The da Vinci exhibit was the type of program Kean officials hoped to be able to attract when it opened the center in September.
“This kind of world-class exhibition on one of history’s greatest thinkers is exactly the kind of program we envisioned bringing to our students and community members when we opened the Liberty Hall Academic Center this past fall,” Kean President Dawood Farahi said. “We are looking forward to welcoming visitors, so they can experience history and art in a new way.”
The exhibit puts the new facility in the spotlight.

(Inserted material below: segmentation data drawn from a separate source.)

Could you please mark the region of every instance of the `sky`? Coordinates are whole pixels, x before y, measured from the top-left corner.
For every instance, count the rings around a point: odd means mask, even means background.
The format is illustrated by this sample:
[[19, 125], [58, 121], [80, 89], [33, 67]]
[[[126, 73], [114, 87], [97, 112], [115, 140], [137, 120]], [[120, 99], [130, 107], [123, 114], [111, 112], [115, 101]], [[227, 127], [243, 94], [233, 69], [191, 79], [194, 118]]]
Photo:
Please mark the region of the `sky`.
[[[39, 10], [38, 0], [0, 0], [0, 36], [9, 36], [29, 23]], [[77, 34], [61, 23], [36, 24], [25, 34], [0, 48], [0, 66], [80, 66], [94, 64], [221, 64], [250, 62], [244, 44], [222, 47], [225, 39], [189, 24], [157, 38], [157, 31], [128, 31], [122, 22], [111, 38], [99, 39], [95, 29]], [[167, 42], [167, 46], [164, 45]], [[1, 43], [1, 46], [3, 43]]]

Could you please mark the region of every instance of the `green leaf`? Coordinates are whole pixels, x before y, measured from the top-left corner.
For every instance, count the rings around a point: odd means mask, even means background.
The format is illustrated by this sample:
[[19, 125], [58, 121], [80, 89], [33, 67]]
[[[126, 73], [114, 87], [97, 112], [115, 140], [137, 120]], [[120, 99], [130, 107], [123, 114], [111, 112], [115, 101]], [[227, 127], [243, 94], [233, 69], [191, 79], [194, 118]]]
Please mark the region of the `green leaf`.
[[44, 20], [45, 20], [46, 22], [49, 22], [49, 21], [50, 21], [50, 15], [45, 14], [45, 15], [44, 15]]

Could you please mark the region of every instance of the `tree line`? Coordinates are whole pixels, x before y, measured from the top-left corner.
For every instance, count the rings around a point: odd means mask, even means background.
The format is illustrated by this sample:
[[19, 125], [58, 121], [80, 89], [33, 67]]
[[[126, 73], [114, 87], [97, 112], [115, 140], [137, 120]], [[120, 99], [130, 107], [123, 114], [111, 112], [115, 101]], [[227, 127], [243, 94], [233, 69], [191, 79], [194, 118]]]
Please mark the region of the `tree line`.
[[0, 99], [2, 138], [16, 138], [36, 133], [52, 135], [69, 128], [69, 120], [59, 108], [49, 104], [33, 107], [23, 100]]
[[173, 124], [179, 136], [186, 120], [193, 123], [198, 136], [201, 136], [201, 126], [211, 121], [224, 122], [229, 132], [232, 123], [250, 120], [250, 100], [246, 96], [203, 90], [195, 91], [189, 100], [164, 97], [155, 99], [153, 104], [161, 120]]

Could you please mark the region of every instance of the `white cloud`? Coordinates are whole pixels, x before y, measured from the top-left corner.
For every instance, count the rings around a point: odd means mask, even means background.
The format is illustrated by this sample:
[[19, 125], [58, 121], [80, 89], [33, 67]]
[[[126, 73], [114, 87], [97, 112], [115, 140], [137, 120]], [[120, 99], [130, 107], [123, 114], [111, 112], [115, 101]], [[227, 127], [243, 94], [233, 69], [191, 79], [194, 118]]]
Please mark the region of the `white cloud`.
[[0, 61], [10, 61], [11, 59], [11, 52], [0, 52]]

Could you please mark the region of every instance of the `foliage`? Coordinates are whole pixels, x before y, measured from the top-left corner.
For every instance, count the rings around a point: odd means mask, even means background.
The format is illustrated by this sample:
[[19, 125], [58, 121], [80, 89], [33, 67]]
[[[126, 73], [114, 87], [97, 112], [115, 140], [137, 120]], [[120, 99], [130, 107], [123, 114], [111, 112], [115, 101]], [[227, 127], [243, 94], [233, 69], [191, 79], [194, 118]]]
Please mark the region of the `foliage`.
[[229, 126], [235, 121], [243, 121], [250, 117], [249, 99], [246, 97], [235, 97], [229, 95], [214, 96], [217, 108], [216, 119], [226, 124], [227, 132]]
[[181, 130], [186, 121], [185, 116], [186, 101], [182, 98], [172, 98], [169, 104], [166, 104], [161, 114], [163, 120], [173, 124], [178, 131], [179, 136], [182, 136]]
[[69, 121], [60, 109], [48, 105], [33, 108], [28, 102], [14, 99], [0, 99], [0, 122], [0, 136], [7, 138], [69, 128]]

“I think this is the first traveling exhibit to ever come to Kean,” said Liberty Hall Academic Center Executive Director Lynette Zimmerman in a Jan. 7 interview. “During that month, we were charged to bring the facility to life. We opened up a new special collections and research library. In this facility, there was a public area. How do we engage the community using art?” Zimmerman explained that there are multiple interactive components to the da Vinci exhibit, including tactile aspects that are meant to appeal to people with a range of interests.
“The exhibit, there were many options that we could’ve brought here to Kean and for the community. But, this one spoke the loudest.
“The diversity of our students: engineers, doctors, people in the military — it felt like the natural fit for us. We’re bringing history to life and we want people to experience it and feel freedom to sketch and to provide something to feel liberated in a way. Daily life can be constraining, and to have moments of pure creativity is freeing, and I hope that’s something people walk away with.”
Getting the exhibit ready for the public took nearly the entire school.
“It takes an army to put this together,” Zimmerman said. “All the departments at Kean, it expands from our colleagues in teaching and history and fine arts. It expands to our alumni and our teachers in the community. Our gallery director and our university relations team have been instrumental.
“One of our goals and perhaps our mission at Liberty Hall Academic Center is to be that connector, connecting to students and serving a community that drew historical perspectives to global issues. It felt like a natural fit for that. A lot of the time, we don’t think of historical figures as being relevant, and we don’t think about how to translate what they did in 1505 to 2020.”
Because of the breadth of da Vinci’s work, Zimmerman believes there is something for nearly everyone.
“You might come to this exhibit as a musician, but you might come to an understanding of a lot of things that you didn’t even realize,” she said.